Também eu não conheci o sonho da minha avó,
aquele que na urdidura de todos os fios de sonhos, faz o grande tapete-sonho
para forrar a memória que deixamos para os outros. Não me deu tempo para saber.
Queria ser eterna na sua existência terrena, não apostou em mais nada senão
aproveitar os instantâneos, pôs o tempo para trás das costas e não queria saber
dele para nada, e de repente, deu-lhe a pressa de partir e deixou-me cheio de
perguntas que não lhe pude fazer.
Que sonhos teve de seus Maria, o que sonhou
para mim, o neto substituto do filho que perdeu, num patético acidente de
aviação, num lugar longínquo, num nevoeiro cerrado quando ia cantar para os
militares que defendiam uma incongruência.
Terei sido o seu grande sonho, depois de se
ter esfumado o anterior, e para seguir em frente com a sua vida, teve de me
sonhar a mim, para encher o espaço vazio, órfã de um filho, o menino de ouro de
sua mãe.
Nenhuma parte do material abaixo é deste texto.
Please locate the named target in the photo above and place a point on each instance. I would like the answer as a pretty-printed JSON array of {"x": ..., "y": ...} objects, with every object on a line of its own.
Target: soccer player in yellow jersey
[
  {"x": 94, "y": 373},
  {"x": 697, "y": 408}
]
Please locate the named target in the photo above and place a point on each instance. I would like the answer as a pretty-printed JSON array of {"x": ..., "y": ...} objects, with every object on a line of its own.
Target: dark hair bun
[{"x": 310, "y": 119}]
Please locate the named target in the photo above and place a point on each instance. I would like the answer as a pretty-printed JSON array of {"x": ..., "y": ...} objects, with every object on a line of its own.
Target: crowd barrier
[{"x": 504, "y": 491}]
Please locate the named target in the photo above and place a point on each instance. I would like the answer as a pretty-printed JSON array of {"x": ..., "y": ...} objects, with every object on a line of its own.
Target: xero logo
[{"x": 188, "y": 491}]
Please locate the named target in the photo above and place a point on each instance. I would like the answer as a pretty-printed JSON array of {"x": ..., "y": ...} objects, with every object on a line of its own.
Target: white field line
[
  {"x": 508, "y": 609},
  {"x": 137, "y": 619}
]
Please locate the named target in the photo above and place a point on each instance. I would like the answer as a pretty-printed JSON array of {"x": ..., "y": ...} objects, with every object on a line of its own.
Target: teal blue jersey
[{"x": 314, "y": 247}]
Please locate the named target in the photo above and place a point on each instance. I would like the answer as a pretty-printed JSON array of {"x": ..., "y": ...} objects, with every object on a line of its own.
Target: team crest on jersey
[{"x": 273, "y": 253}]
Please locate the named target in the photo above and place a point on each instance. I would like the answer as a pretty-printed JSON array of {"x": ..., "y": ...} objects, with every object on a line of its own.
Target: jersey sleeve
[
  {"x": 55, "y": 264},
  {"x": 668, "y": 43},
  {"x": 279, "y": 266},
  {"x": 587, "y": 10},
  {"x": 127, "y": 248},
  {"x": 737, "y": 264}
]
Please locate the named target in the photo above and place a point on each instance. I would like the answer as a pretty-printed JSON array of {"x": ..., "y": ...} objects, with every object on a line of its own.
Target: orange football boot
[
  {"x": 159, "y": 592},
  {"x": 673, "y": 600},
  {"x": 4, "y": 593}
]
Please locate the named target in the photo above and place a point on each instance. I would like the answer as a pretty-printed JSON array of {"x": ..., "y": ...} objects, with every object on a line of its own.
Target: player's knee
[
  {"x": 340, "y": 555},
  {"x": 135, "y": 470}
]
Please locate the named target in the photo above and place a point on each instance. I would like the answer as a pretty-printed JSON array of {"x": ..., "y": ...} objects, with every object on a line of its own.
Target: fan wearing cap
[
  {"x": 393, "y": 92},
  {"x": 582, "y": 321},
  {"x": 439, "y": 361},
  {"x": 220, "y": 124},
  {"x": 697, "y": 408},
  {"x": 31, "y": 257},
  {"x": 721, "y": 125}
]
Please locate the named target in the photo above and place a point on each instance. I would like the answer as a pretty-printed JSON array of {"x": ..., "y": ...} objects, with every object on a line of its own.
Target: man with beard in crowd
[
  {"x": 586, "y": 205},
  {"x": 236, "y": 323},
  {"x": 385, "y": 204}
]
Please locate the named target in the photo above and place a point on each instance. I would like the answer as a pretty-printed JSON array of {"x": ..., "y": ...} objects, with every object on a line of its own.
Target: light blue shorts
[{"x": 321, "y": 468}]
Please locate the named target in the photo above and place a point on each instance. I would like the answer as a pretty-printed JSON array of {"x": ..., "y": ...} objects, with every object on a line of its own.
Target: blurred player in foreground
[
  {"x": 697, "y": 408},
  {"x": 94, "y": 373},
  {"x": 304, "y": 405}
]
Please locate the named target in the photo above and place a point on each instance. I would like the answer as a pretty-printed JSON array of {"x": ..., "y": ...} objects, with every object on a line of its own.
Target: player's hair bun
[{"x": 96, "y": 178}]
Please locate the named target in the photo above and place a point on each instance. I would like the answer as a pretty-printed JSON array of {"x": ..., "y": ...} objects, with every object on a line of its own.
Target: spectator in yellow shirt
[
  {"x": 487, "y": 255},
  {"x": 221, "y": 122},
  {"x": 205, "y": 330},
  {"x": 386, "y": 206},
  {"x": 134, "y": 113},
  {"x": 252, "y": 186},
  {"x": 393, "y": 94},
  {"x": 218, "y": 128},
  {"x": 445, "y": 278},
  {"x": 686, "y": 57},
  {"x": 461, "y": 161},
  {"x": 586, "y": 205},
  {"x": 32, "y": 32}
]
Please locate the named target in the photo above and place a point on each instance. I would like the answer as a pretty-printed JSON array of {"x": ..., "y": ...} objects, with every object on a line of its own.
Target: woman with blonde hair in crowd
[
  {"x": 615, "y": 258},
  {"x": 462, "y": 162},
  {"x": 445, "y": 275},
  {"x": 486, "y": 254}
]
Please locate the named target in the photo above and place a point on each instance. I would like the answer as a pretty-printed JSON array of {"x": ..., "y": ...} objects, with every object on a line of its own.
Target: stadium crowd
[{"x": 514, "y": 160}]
E quando as mães amam os filhos, a orfandade fica numa dor sem
possibilidade de analgesia, para o que resta a uma mãe, de calendário de sempre
para completar.
Na verdade, nas longas conversas que
tivemos- aproveitámo-nos bem – não fiquei com a convicção que a minha avó tenha
alimentado os sonhos, nunca me referiu nenhum, era uma pessoa simples e não
tinha fé nem num deus nem no futuro, vivia e gozava com a vida sabendo que é
não é para se levar a sério, uma brincadeira que só devia pedir risos, porque
de tristezas, que o diabo as leve.
No entanto, não acredito que ela tivesse
vivido tantos anos ainda, sem voltar a rolar a roda dos sonhos.
Sendo eu um especialista do seu olhar, escaparam-me
seguramente pequenos esgares, alegres e tristes. E como considero que é nas
pequenas coisas que estão as grandes disfarçadas, estou convencido que me
escapou algo de fundamental no seu olhar. Talvez tenha sido o seu sonho, o
derradeiro, aquele que ela, traquinas como uma miúda adolescente, não me quis
revelar.
Não perde pela demora, um dia destes,
quando, para toda a eternidade, tiver de conviver comigo – e não é fácil –, vai
ter de me explicar essa história como deve bem ser.
No que me compete e cumpro, o sonho que eu ando
a tecer com os fios dos outros, leva motivos das tribos nómadas do deserto para
que os meus filhos apreciem e decore as suas casas de cores fortes.